So we know in our other posts we briefly mention our month away living in another country, but today we wanted to talk more about that and what we did there, and all that jazz!
Kathleen and I decided last year that we wanted to get more working experience with our anthropology degree. We emailed professors trying to find sites in Canada that were more affordable and really could not find anything that interested us. We heard from one professor that she was taking anthropology majors to Italy to get some cultural anthropology experience, and we attended that meeting, but the professor was super boring and Kathleen was road tripping (see other article!) around that time so it wouldn’t have worked out. I had even debated going myself feeling desperate for any sort of experience, but then Kathleen mentioned looking up archaeological sites online that seemed to be promising! After finding a reliable website, we decided on Pompeii at the scavi (ruins)!
Our month was one of the best things that ever happened to me! We lived with an Italian family and had lots of parties with them, and got to know them really well regardless of the language barrier. We lived with 5 other people in a basement suite and although we could drive each other crazy, we did everything together and had a lot of fun getting to know people around the world. One time we were grocery shopping and we would say something with our Canadian accent and they would say the same word with their British, Scottish, and American accents and we would stop and be like “Wait, how did you just say that” then get in debates about who was wrong. We travelled around Italy together on weekends, and worked together during the week. We had family meals every night and we all knew when to hang out by ourselves so to not drive everyone crazy!
The work we did in Pompeii was also very cool. We had a very strict supervisor, but I felt like I learned a lot. Our artifacts came from a bathhouse within the scavi, and for the first few days of the trip, we would wash the pottery and let it dry. We would have to weigh it, date it, mark it down with a number and try to figure out what kind of a vessel it was. Was it used for cooking, transporting oils… the list goes way, way on! Also, we would have to weigh it, describe it in Italian, and then they would get photographed and drawn later. The pottery was very cool and some pieces could be put together to make up a whole side of a pot!
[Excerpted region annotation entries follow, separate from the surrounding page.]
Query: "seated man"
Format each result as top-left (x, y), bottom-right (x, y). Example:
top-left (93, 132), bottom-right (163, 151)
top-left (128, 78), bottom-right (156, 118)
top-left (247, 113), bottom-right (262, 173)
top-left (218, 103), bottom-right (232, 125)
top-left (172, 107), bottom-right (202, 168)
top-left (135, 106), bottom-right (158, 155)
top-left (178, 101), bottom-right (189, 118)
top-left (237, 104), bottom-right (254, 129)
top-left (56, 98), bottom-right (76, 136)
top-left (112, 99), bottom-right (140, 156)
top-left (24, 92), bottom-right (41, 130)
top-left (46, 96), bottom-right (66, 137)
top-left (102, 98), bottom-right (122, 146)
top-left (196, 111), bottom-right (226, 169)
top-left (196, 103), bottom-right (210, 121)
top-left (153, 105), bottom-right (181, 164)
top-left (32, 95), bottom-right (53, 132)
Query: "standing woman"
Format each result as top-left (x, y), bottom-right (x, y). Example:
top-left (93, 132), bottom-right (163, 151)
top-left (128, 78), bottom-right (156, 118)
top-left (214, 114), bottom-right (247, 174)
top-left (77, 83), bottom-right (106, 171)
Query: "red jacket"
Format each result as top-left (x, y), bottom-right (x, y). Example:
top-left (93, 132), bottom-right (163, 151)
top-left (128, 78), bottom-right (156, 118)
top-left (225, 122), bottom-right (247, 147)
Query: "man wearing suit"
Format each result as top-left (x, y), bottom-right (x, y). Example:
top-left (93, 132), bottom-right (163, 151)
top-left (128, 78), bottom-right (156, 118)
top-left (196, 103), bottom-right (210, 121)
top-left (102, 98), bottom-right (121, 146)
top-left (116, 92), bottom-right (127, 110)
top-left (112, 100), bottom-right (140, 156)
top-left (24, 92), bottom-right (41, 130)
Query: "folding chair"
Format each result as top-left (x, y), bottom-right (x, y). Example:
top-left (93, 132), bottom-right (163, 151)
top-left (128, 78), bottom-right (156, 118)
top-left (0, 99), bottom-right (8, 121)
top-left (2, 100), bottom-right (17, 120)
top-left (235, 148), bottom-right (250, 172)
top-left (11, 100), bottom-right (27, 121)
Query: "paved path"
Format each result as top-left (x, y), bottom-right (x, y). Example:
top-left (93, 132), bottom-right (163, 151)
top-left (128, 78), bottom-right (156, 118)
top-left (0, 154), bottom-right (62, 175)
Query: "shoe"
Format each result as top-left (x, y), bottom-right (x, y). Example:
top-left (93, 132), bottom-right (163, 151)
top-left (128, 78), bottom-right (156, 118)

I like to think I’m pretty used to travelling to new places, however, I didn’t really expect to experience so much culture shock in that month! Something so simple as finding taco seasoning became a guessing game, and the people who ran our dig worked on Italy time (aka being late means nothing). It was super interesting to compare what was expected of us in Canada, versus expected in Italy. Italians have an interesting nightlife, where all the stores and shops stay open until midnight or 1 am on Friday. Saturday, and Sunday. People dress up and spend most of the night hanging out with their friends, dancing, playing.and of course, trying to get the attention of the opposite sex. Plazas and town squares really facilitate these interactions, and its something I miss a lot about Italy! There is no designated meeting place in Canada. Young people meet in coffee shops or bars,which in themselves facilitate interesting interactions, they are just not as universal.
Definitely a key component of this experience was knowing when to take alone time. It’s important to remember that we all need some time to ourselves! In the house we all took alone time after our day of work, sat on the couch if we wanted and cooked meals together if we wanted. If you suffer from FOMO (fear of missing out) as I do, it can be EXTRA hard to find the time you need for yourself, since there is always something going on! As long as you recognize that the party is not going to take off without you, you might be able to charge your batteries a bit! Cook some meals with your friends after and you’ll jump right back into the fun!